A Moscow Region court announced on Thursday that it is set to hear the biggest bribery case in Russia’s modern history and in which Investigative Committee staff are the prime suspects.
At the time, the Russian law enforcement was cracking down on the Russian branch of an international cybercrime syndicate known as the Infraud Organization.
According to court documents, one of the men – major Marat Tambiev from the committee's Moscow district branch – demanded that the hackers pay him 2,718 bitcoins. The sum is equivalent to roughly $181 million in current bitcoin prices. According to the Russian media, that makes it the biggest known bribe in Russia’s modern history.
The group was involved in the trafficking and unauthorized use of credit card data, the theft of personal credit card and online banking information, and the illegal trade of that data. The syndicate members – detained in Russia in 2022 – caused some 1 billion rubles ($11.4 million) in damage and fraud, according to the authorities.
Another suspect in the case – an investigator identified as Kristina Lyakhovenko – is accused of illegally taking several data storage devices used by the hackers and seized by law enforcement officials – and handing them over to Tambiev, who then transferred the bitcoins stored on the devices to his crypto wallets.
In return, the suspects promised not to confiscate the rest of the hackers’ cryptocurrency assets worth 14 billion rubles ($159.6 million), which should have been forfeited in favor of the government, according to the Russian media.

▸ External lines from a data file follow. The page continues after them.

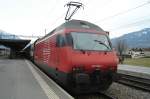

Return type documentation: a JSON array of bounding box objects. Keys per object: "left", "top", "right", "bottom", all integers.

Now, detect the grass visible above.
[{"left": 123, "top": 58, "right": 150, "bottom": 67}]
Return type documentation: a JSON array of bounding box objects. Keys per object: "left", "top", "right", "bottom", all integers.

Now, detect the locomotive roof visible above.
[
  {"left": 56, "top": 20, "right": 104, "bottom": 31},
  {"left": 39, "top": 20, "right": 104, "bottom": 40}
]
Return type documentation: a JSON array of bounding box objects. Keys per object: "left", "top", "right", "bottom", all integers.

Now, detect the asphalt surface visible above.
[
  {"left": 0, "top": 59, "right": 73, "bottom": 99},
  {"left": 118, "top": 65, "right": 150, "bottom": 75}
]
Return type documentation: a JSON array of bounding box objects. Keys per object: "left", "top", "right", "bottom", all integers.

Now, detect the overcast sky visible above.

The cybercrime syndicate members, who were all eventually sentenced to between two and a half and three years behind bars, but only in the form of suspended sentences, reported the bribe to the Russian Federal Security Service (FSB).

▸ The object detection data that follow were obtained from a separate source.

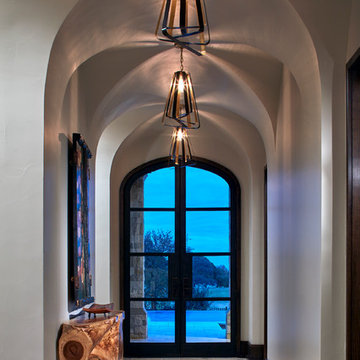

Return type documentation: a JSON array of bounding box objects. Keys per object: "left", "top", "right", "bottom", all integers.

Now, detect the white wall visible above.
[
  {"left": 0, "top": 0, "right": 75, "bottom": 360},
  {"left": 110, "top": 111, "right": 266, "bottom": 344},
  {"left": 0, "top": 0, "right": 360, "bottom": 360}
]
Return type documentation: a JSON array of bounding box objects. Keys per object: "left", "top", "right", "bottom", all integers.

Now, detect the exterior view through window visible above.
[{"left": 124, "top": 161, "right": 239, "bottom": 357}]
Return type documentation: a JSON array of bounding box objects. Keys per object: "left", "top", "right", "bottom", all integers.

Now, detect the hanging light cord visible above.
[{"left": 180, "top": 47, "right": 184, "bottom": 71}]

Tambiev was then arrested in March 2022. Both he and Lyakhovenko denied wrongdoing.
The Infraud Organization was founded in 2010 by a Ukrainian national, Svyatoslav Bondarenko. The US Justice Department stated in 2017 that the group had over 10,000 registered members all over the world and was the “largest cyber fraud enterprise” prosecuted by the US authorities.
In 2018, the US indicted 36 suspected members of the organization for their alleged roles in the group’s “racketeering conspiracy.” According to the Justice Department, the group’s criminal activities resulted in losses of $530 million.